As for doctors’ role in determining the fundamental causes of what may be wrong with us, the Society to Improve Diagnosis in Medicine has provided disconcerting data. These researchers, health care providers, advocates, and others who seek to improve practices in the field to benefit patient safety, reported this earlier of misdiagnoses:
“Every nine minutes, someone in a U.S. hospital dies due to a medical diagnosis that was wrong or delayed. Roughly one in 10 patients with a serious disease is initially misdiagnosed. Diagnostic errors affect an estimated 12 million Americans each year and likely cause more harm to patients than all other medical errors combined. Misdiagnoses boost medical costs through unnecessary tests, malpractice claims, and costs of treating patients who were sicker than diagnosed or didn’t have the diagnosed condition.”
Patients and their loved ones, especially in medical emergencies, may not be well positioned to push their doctors for their best — insisting that they pay attention to the sick or injured individual before them, as well as answering careful, reasonable, but detailed and insistent questions about any tests, procedures, or diagnoses offered. We can’t put doctors and nurses on a pedestal, protecting them from providing patients their fundamental right to informed consent. This means they are told clearly and fully all the vital facts they need to make an intelligent decision about what treatments to have, where to get them, and from whom.

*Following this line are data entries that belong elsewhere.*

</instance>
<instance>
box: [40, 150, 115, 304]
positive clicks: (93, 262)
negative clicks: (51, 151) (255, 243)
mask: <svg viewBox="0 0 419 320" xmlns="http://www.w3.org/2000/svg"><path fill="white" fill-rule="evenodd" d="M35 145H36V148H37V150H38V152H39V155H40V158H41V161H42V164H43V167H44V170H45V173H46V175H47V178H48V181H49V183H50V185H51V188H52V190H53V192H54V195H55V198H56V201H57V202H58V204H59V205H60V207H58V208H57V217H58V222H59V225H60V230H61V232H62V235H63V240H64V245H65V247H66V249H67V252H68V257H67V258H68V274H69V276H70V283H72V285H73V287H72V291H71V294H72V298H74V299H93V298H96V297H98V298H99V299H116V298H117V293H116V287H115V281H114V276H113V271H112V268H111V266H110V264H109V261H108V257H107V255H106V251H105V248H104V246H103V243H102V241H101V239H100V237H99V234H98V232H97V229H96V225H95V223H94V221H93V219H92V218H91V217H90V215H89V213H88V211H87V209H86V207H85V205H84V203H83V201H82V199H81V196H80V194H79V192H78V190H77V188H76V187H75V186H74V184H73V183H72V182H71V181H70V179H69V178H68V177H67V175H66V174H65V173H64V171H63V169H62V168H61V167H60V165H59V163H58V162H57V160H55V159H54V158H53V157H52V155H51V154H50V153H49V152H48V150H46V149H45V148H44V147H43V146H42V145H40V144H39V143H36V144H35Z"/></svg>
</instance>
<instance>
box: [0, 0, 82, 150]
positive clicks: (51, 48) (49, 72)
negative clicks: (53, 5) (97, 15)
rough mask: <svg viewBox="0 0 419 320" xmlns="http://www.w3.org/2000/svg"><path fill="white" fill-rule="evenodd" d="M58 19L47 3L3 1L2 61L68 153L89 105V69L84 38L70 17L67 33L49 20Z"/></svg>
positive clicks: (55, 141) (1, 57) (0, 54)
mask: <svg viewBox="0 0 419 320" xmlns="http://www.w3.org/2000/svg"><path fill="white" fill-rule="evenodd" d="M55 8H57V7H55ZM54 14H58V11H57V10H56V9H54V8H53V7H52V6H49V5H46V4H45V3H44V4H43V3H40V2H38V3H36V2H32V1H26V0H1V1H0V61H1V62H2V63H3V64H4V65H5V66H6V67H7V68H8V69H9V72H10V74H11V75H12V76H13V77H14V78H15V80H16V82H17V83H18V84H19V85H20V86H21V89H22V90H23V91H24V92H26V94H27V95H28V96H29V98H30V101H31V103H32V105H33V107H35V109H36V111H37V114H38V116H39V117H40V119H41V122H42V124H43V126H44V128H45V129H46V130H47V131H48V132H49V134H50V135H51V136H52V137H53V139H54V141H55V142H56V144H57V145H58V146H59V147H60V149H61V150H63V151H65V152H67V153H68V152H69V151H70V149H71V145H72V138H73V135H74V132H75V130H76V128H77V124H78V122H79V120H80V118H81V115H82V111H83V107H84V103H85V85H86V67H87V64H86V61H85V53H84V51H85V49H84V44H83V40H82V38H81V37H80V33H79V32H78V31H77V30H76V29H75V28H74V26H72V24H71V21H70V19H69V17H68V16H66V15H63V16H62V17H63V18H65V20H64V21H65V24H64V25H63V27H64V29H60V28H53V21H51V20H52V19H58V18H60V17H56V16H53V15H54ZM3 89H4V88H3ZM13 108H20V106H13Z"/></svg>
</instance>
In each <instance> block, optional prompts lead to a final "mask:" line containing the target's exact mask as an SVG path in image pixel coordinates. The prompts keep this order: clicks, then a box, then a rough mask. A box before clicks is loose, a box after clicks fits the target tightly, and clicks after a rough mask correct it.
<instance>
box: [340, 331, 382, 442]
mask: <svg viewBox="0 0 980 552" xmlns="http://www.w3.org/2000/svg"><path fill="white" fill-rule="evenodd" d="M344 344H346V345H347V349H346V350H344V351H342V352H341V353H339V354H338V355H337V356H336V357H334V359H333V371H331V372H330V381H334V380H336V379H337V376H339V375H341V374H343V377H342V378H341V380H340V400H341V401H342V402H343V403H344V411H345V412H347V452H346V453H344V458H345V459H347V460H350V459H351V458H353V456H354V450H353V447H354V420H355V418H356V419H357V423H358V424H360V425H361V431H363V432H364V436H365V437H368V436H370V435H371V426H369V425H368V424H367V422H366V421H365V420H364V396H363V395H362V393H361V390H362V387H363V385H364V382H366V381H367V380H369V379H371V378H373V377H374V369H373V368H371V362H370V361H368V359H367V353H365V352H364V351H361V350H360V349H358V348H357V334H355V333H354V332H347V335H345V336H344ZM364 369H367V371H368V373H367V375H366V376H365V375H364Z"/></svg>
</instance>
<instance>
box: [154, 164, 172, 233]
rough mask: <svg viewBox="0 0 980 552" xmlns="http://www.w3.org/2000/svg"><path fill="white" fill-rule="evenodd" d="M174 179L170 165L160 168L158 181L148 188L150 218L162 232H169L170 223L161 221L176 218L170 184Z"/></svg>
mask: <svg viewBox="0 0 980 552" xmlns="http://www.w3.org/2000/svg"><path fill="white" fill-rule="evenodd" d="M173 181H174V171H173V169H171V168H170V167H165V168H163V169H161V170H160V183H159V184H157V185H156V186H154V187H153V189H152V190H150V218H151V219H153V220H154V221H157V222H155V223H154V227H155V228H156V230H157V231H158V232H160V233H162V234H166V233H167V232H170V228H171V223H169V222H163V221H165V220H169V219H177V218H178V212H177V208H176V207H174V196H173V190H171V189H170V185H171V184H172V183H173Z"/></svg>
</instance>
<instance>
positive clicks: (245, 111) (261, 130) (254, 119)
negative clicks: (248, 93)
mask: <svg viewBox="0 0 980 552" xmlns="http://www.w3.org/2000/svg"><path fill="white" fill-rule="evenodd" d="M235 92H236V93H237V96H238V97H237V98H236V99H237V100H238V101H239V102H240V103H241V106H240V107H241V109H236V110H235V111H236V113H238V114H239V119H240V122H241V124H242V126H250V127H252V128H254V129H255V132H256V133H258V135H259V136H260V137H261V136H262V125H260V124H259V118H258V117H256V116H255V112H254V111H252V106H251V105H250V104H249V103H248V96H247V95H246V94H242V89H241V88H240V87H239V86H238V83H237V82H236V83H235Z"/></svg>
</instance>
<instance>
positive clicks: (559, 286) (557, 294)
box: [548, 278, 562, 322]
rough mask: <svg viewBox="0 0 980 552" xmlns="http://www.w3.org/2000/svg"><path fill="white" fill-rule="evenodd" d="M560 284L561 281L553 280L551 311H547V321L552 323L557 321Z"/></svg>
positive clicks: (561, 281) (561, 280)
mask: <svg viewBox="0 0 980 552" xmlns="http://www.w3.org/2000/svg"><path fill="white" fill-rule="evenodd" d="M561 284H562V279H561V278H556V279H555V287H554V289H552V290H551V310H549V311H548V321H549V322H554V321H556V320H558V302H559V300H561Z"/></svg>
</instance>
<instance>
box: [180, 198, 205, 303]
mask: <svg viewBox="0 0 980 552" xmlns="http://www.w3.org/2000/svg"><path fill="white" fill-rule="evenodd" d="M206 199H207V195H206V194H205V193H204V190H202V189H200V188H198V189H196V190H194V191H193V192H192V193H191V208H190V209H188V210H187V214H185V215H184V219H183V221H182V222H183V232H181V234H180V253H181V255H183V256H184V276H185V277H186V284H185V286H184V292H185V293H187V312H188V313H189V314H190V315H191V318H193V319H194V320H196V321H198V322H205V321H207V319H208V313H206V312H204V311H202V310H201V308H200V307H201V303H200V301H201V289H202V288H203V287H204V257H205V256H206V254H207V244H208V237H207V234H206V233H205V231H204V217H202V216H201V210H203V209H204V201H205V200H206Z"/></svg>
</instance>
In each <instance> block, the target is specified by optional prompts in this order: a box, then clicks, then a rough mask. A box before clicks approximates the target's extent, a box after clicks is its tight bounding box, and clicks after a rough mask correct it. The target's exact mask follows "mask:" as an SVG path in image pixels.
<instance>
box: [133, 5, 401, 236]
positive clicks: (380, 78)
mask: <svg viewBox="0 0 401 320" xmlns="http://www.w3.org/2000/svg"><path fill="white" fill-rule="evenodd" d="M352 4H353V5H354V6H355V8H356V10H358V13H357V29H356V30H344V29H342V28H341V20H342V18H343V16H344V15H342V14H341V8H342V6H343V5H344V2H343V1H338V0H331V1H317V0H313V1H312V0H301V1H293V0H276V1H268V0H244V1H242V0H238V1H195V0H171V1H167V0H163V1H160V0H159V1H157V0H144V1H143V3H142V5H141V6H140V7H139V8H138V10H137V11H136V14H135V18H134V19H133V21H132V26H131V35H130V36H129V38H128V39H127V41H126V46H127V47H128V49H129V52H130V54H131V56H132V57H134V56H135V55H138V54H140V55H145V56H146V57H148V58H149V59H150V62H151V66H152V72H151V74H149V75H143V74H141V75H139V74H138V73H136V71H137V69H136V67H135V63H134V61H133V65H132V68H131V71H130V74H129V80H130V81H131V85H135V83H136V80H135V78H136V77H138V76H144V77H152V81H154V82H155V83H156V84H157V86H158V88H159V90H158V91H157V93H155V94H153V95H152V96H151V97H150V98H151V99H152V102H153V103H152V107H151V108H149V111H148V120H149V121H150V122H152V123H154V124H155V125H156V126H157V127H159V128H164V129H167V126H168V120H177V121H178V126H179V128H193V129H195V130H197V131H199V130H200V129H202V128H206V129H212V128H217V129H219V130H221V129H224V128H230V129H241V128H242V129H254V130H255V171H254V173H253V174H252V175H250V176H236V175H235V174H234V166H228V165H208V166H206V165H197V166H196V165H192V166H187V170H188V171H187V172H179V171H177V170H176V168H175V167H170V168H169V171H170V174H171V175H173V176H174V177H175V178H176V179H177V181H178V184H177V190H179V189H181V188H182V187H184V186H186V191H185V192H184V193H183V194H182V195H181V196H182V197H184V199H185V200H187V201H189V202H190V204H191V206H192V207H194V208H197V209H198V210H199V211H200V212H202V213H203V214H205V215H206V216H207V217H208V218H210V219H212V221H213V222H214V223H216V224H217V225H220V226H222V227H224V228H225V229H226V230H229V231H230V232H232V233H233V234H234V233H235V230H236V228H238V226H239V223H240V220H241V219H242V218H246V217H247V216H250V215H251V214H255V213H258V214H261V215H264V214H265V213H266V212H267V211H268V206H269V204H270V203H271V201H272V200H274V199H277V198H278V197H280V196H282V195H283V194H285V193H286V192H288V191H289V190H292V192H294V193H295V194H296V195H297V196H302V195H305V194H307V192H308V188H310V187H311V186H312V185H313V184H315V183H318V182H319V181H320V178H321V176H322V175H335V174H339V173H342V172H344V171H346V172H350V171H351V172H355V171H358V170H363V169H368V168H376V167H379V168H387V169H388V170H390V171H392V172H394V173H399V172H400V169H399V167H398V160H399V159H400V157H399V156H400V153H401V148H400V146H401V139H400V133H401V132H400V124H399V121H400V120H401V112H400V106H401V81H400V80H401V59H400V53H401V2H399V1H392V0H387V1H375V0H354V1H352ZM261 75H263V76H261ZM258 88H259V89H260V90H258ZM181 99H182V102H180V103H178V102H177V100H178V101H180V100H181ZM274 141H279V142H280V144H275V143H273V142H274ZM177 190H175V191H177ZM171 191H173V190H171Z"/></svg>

This also may mean that, conditions allowing, patients seeking out second or third opinions about their diagnoses and prospective treatment, notably if it is especially complex, uncertain, and costly. Good doctors understand patients’ desires to know as much as they can and to help determine the course of their medical treatment, including by consulting other physicians. As the Johns Hopkins study found, misdiagnoses posed an important but lesser peril in academic medical centers and teaching hospitals, likely because ER doctors in such facilities were more likely to consult with high-powered specialists who were their colleagues to tap their knowledge and experience about atypical cases.
Doctors make mistakes, and, by and large, patients and others in the public, as well as the law, recognizes that medical caregivers should not be unreasonably punished for error. But bad doctors, including those who repeatedly err in judgments on patients’ conditions and treatments, must be held accountable. Research shows that medical malpractice lawsuits provide one sound option to do so.
We have much work to do to improve diagnoses and to ensure that the medical care everyone in the richest nation in the world receives is safe, accessible, affordable, and excellent.